The dollar extended gains and rose above ¥97.50 in Tokyo trading Tuesday, backed by hopes for recovery of the Japanese and U.S. economies as well as by a sharp rebound by Tokyo stocks.
At 5 p.m., the dollar stood at ¥97.70-72, up from ¥96.75-76 at the same time Monday. The euro was quoted at $1.3291-3294, down from $1.3306-3307, and at ¥129.87-90, up from ¥128.74-76.
In early trading, the dollar rose above ¥97 on hopes for a rise in Japanese stock prices following news that Prime Minister Shinzo Abe instructed his team to consider corporate tax cuts in line with the planned sales tax hike next April, market sources said.
“If corporate tax cuts become a key item in the Abe government’s economic growth strategy, it would be positive for the Japanese economy,” a foreign exchange strategist said.
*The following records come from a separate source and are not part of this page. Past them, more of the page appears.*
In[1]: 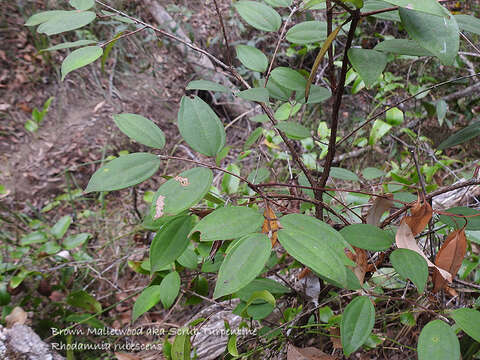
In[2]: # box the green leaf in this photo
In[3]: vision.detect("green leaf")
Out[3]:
[235,45,268,72]
[247,167,270,184]
[237,88,270,103]
[244,127,263,150]
[61,46,103,81]
[399,7,459,66]
[243,290,276,319]
[347,48,387,88]
[150,216,193,272]
[303,85,332,104]
[249,114,269,123]
[386,107,404,126]
[286,21,328,44]
[270,67,307,92]
[374,39,433,56]
[63,233,91,250]
[362,1,400,21]
[450,308,480,343]
[42,39,97,52]
[132,285,162,322]
[177,248,198,269]
[275,122,310,140]
[340,224,394,251]
[37,11,96,36]
[382,0,446,16]
[0,283,11,306]
[369,119,392,145]
[50,215,72,239]
[278,214,349,287]
[436,100,447,126]
[213,233,271,298]
[417,320,460,360]
[274,102,302,121]
[235,278,290,302]
[362,167,385,180]
[25,10,69,26]
[67,290,102,313]
[159,271,181,309]
[85,152,160,192]
[39,240,61,255]
[390,249,428,293]
[233,1,281,32]
[171,330,191,360]
[178,96,226,157]
[190,206,263,242]
[150,167,212,219]
[20,231,48,246]
[113,113,166,149]
[264,0,293,7]
[69,0,95,10]
[438,121,480,149]
[185,80,230,93]
[341,296,375,356]
[222,164,241,195]
[265,78,293,101]
[439,207,480,230]
[455,15,480,35]
[323,166,360,182]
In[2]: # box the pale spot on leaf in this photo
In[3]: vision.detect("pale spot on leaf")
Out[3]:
[174,176,189,186]
[154,195,165,219]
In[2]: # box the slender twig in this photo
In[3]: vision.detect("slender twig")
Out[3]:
[211,0,232,66]
[338,72,480,146]
[317,9,361,217]
[265,5,297,84]
[326,0,336,93]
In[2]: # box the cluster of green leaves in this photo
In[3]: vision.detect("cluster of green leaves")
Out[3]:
[22,0,480,358]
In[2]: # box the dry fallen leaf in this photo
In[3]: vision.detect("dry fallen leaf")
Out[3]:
[365,194,394,226]
[404,195,433,236]
[432,227,467,293]
[5,306,28,328]
[396,221,452,283]
[346,247,368,284]
[287,344,337,360]
[329,327,342,349]
[262,205,279,246]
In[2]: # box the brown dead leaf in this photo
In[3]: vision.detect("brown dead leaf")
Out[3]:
[348,247,368,284]
[298,267,311,280]
[5,306,28,328]
[432,227,467,293]
[262,205,279,246]
[365,194,394,226]
[404,195,433,236]
[287,344,337,360]
[396,221,452,283]
[115,353,141,360]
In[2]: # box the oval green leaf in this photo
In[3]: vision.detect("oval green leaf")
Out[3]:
[63,233,91,250]
[186,80,230,93]
[150,216,194,272]
[374,39,433,56]
[264,0,293,7]
[159,271,181,309]
[150,167,213,219]
[341,296,375,356]
[178,96,226,157]
[455,15,480,35]
[113,113,166,149]
[51,215,72,239]
[190,206,264,242]
[417,320,460,360]
[70,0,95,10]
[438,121,480,150]
[132,285,162,322]
[25,10,70,26]
[275,122,310,140]
[85,152,160,193]
[450,308,480,343]
[37,11,96,36]
[270,67,307,92]
[340,224,394,251]
[390,248,428,293]
[399,7,459,66]
[439,206,480,230]
[286,21,327,44]
[61,46,103,81]
[382,0,447,17]
[67,290,102,313]
[237,88,270,103]
[236,45,268,72]
[42,39,97,52]
[233,1,281,32]
[347,48,387,88]
[213,233,271,299]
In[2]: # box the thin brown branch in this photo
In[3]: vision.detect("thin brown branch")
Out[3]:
[211,0,232,66]
[326,0,336,92]
[317,9,361,217]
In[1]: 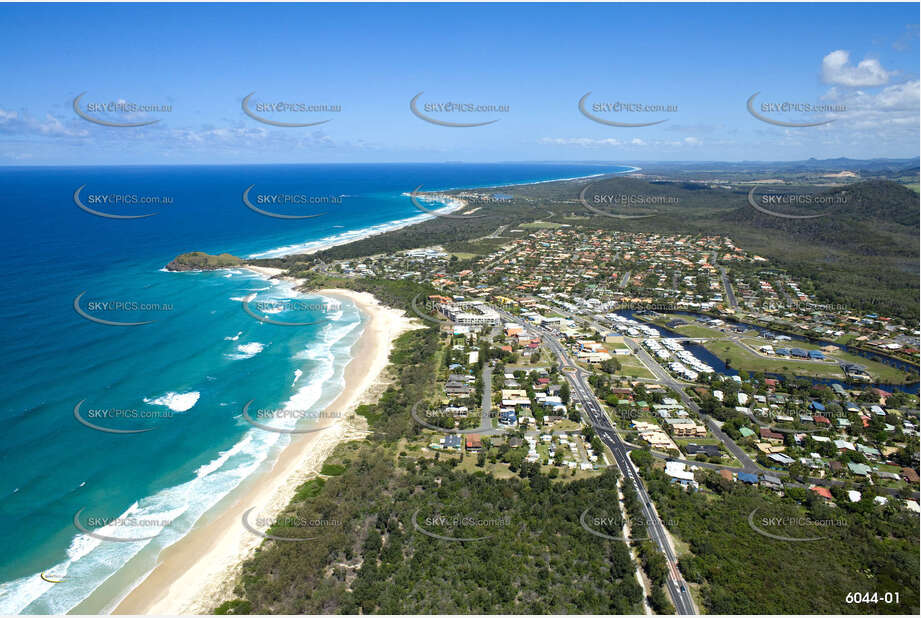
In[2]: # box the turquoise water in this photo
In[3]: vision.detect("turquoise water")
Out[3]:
[0,162,631,613]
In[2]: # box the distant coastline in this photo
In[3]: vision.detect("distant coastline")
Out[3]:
[249,166,635,260]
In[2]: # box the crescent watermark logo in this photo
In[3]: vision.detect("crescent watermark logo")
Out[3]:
[410,400,484,435]
[746,92,836,128]
[583,415,619,435]
[746,186,839,220]
[409,92,500,127]
[580,507,648,542]
[747,507,827,542]
[410,185,486,219]
[73,291,155,327]
[410,293,454,325]
[73,399,157,435]
[73,508,161,543]
[73,184,158,220]
[40,572,67,584]
[578,183,658,219]
[241,294,329,326]
[240,507,320,542]
[240,400,335,434]
[72,92,161,128]
[240,92,333,127]
[410,509,492,542]
[754,420,823,435]
[242,185,327,220]
[578,92,668,127]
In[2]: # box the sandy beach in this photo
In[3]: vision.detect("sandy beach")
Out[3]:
[242,264,296,283]
[112,288,418,615]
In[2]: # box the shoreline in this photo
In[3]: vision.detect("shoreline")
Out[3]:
[112,288,419,615]
[247,166,635,260]
[104,165,633,614]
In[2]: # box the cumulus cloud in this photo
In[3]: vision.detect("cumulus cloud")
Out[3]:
[821,50,893,87]
[0,107,89,137]
[819,80,920,131]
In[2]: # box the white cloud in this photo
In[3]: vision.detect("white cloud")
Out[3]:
[0,107,89,137]
[821,50,893,87]
[818,80,920,132]
[538,136,706,149]
[538,137,623,147]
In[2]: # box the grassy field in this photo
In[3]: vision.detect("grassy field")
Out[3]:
[453,452,519,479]
[519,220,566,229]
[738,337,913,383]
[615,355,656,379]
[834,333,858,345]
[639,315,726,340]
[702,340,848,379]
[672,323,727,339]
[544,419,583,432]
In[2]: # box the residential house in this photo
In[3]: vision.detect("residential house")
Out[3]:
[760,427,784,445]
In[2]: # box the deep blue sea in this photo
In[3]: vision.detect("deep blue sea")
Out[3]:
[0,162,630,614]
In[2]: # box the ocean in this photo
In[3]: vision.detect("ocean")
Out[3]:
[0,162,630,614]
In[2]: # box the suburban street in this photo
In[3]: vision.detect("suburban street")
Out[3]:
[627,342,759,472]
[495,307,698,615]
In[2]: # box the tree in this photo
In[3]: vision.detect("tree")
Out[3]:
[630,449,654,470]
[560,381,571,405]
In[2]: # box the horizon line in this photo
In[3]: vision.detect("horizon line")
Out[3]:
[1,156,918,169]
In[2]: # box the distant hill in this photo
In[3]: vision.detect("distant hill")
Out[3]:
[637,157,921,181]
[711,180,918,318]
[724,180,919,235]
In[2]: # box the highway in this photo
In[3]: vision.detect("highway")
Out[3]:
[718,266,738,309]
[495,308,698,615]
[478,327,498,432]
[535,302,758,472]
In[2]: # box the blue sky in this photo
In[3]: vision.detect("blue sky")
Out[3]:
[0,2,918,165]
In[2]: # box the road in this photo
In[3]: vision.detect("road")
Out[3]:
[496,308,697,615]
[619,270,632,289]
[476,245,522,276]
[628,342,758,472]
[540,302,758,472]
[718,266,738,309]
[775,278,795,305]
[478,328,498,432]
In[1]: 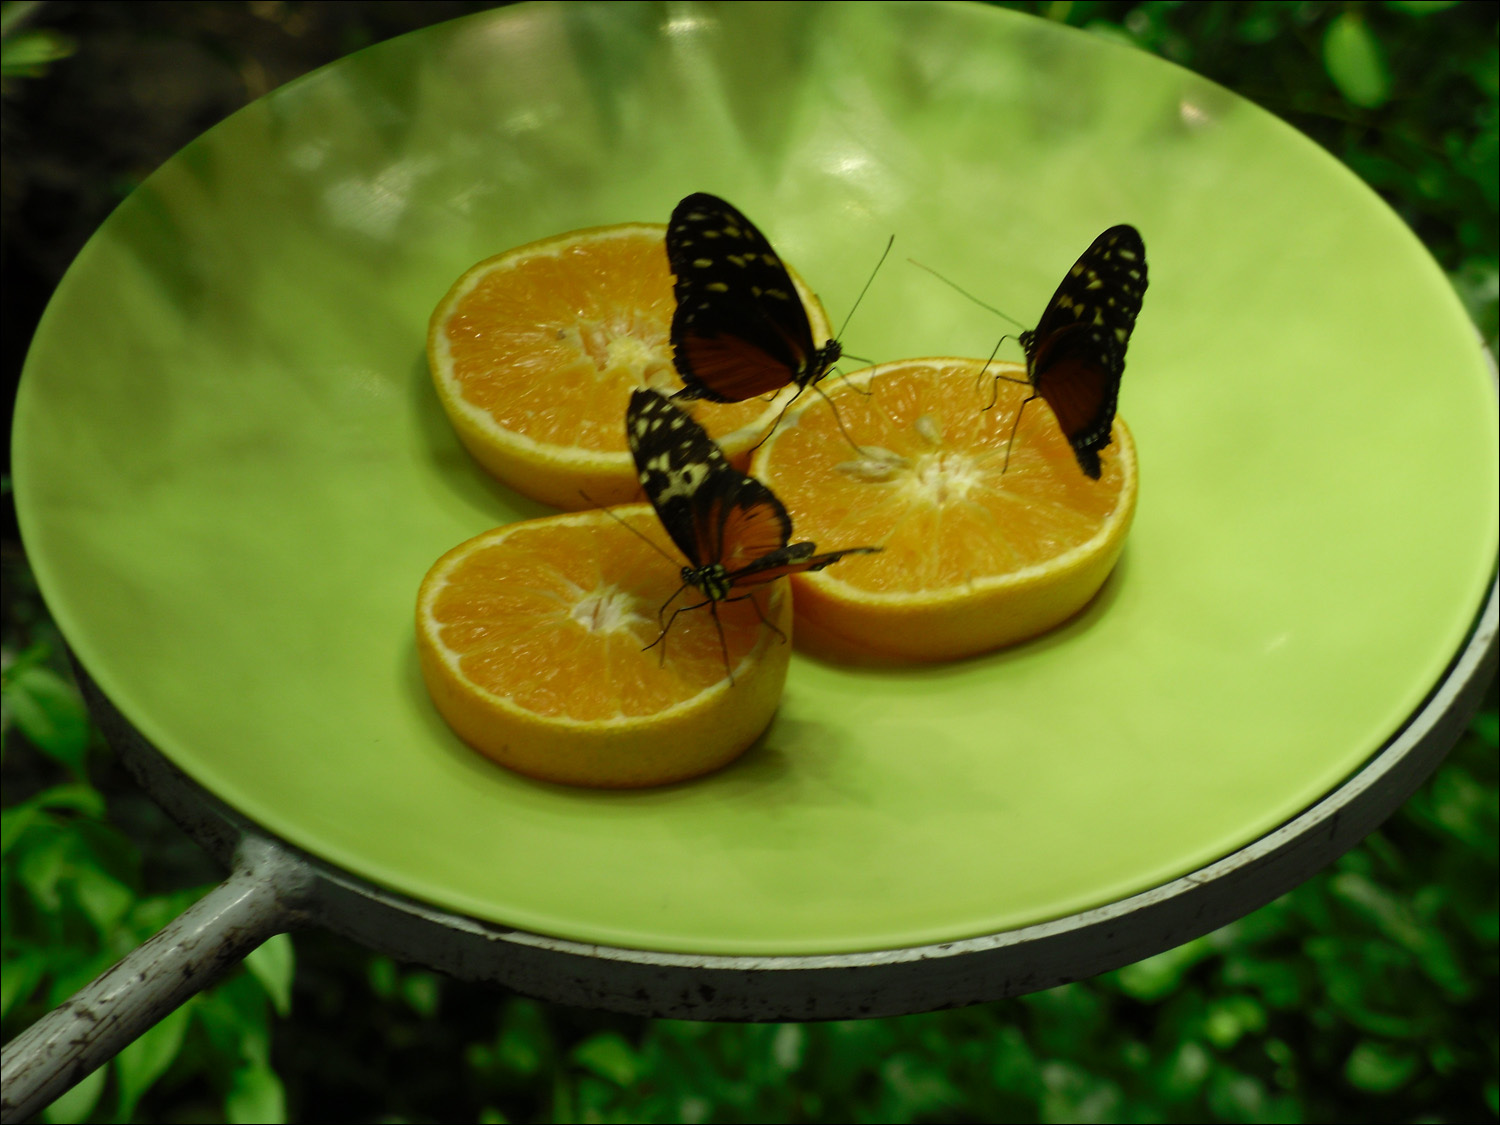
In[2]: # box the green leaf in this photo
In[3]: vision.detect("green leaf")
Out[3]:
[990,1025,1042,1096]
[31,783,107,820]
[1,949,46,1019]
[1156,1040,1211,1102]
[770,1023,805,1072]
[366,954,398,999]
[1113,935,1216,1000]
[496,998,549,1077]
[572,1032,640,1087]
[194,973,272,1065]
[1471,707,1498,748]
[400,970,440,1018]
[0,803,42,857]
[40,1063,107,1124]
[1331,872,1471,997]
[0,2,43,38]
[1222,953,1305,1009]
[881,1052,964,1120]
[114,1003,192,1120]
[1038,1060,1123,1124]
[1345,1040,1421,1092]
[1323,13,1392,108]
[551,1068,574,1125]
[0,27,74,77]
[1203,995,1268,1050]
[1236,9,1283,45]
[1383,0,1461,13]
[16,825,69,911]
[245,933,295,1018]
[226,1059,286,1124]
[4,666,90,773]
[72,866,135,934]
[1206,1067,1269,1120]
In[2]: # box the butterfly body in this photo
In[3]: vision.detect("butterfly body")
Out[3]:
[666,193,841,403]
[1012,224,1147,479]
[626,389,878,675]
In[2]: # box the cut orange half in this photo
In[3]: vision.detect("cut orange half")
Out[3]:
[416,506,792,788]
[750,358,1137,662]
[427,223,832,510]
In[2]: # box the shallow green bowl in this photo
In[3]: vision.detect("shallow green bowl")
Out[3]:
[13,1,1497,955]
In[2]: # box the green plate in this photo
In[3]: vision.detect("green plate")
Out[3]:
[13,2,1497,956]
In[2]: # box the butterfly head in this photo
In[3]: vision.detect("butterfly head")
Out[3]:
[684,562,731,601]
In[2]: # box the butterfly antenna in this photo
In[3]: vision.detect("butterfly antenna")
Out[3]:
[586,493,682,569]
[908,258,1027,331]
[834,234,895,343]
[999,393,1036,476]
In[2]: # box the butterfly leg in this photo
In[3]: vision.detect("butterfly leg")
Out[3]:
[656,581,689,628]
[643,595,713,667]
[745,386,808,455]
[707,597,734,685]
[1000,392,1038,476]
[723,590,787,646]
[985,372,1031,413]
[828,362,876,396]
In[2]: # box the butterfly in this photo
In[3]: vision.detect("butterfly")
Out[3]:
[997,225,1148,480]
[666,193,844,404]
[626,388,880,678]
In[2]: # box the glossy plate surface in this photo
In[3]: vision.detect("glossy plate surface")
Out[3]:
[14,2,1498,955]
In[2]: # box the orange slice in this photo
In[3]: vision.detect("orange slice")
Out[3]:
[416,506,792,788]
[750,358,1137,662]
[427,224,832,510]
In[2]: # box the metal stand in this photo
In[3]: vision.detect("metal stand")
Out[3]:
[3,578,1494,1123]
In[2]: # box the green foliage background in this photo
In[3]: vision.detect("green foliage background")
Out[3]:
[2,2,1496,1122]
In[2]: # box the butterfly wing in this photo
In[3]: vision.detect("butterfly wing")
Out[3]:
[667,193,830,402]
[1020,225,1147,479]
[1026,323,1122,480]
[698,474,794,577]
[627,388,792,571]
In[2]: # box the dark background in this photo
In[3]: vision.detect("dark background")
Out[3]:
[3,2,1496,1122]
After rising to levels near ¥97.50, the dollar drew selling aimed at locking in profits.
The dollar later attracted renewed demand as Tokyo stocks extended gains toward the close.
“On the back of higher stock prices, currency players were more willing to take investment risks and sold the yen, regarded as a safe-haven currency,” a major trust bank official said.
After European players joined trading in late hours, the dollar accelerated its upswing and rose above ¥97.50.
The dollar was supported by expectations for good numbers in upcoming U.S. economic data, including retail sales in July, due out later Tuesday, the July consumer price index and the July industrial output index, both set for release Thursday, market sources said.
Still, an official at a foreign exchange broker said that as strong readings are projected for U.S. retail sales, the dollar will face heavy selling if the data turn out weak.